Bush AIDS Fund Credited With Saving Lives

The $15 billion fund has helped make the president popular across the continent.

DAR ES SALAAM, Tanzania, Feb. 17, 2008— -- President Bush may be struggling at home, but he remains surprisingly popular here in Africa, where his face adorns everything from billboards of thanks, to women's dresses.

The main reason for his popularity is that the fund to combat AIDS, which he created in 2003, has spent more than $15 billion on the continent over the past five years.

"It was incumbent upon us to help deal with this pandemic that ... could have literally wiped out an entire generation of Africans," Bush told reporters in the Tanzanian capital today.

The fund is the largest international health initiative ever to fight a single disease, and Bush wants to double that amount to $30 billion over the next five years.
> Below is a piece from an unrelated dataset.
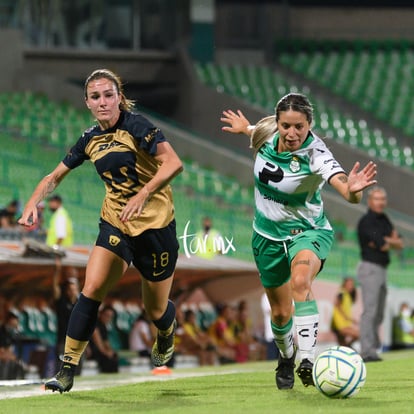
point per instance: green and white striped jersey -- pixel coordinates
(288, 188)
"Different people may have different views about you and your administration and your legacy," Tanzanian President Jikaya Kikwete said. "But we, in Tanzania, if we are to speak for ourselves, and for Africa, we know for sure that you, Mr. President, and your administration, have been good friends of our country, and have been good friends of Africa."
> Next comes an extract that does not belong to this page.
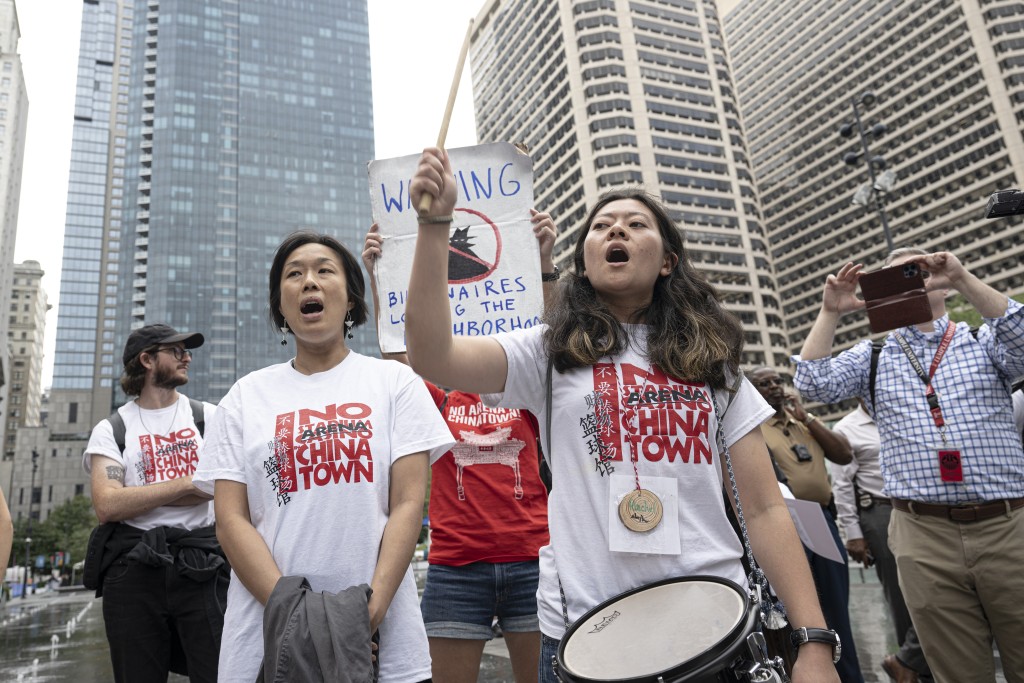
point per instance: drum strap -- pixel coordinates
(771, 615)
Critics want even more funding and fewer strings, like the requirement that some money go to abstinence programs. But even critics concede what is obvious to thousands of HIV-positive patients, like James Kan, a patient at a clinic in the capital — the program has saved lives.

"I would have died," Kan said. "Yeah, that is exactly what could have happened."

The money from Washington has turned clinics, that dispensed little more than advice, into institutions of healing, that dole out anti-retroviral drugs for free, that would otherwise cost thousands of dollars each month.

"Funding for this program has really made big changes," said Dr. Twalid Ngoma, who oversees the Ocean Road Cancer Institute in Dar es Salaam, where Kan and hundreds of other AIDS patients are treated. "There is now hope. Before that, HIV was a death sentence. Everybody died."

Three years ago, Tumbi Regional Hospital — less than an hour's drive from the capital — lacked the funds to give anti-HIV drugs to its patients, who came, were diagnosed, and sent home to die.

But now, here, as in the rest of Tanzania, where 7 percent of the population is infected, no one is sent home without treatment, public health officials say.

The funding has paid for expensive anti-retroviral drugs for 100,000 Africans, and for armies of public health workers, like Amy Cunningham, director of Columbia University's International Center for AIDS Care and Treatment Programs in Tanzania.

"Without these drugs, and without the kinds of services we've been able to help Tanzania carry out, you would have a huge swath of a missing generation," Cunningham said. "A whole generation has been able to continue living."

The pandemic still remains a continental scourge. At Tumbi, a woman told ABC News her husband abandoned her with two children and no income, when he discovered her wasting away from the virus.

And at Ocean Road, several patients under 5 years old have lost an eye from AIDS-related cancer.

"Five years ago, hardly anyone on this continent got treatment," Cunningham said. "The initial fire was put out, but that does not mean the flame is not continuing to burn."

Yet, nearly everyone familiar with the Bush administration program concedes that the progress in combating the disease is undeniable.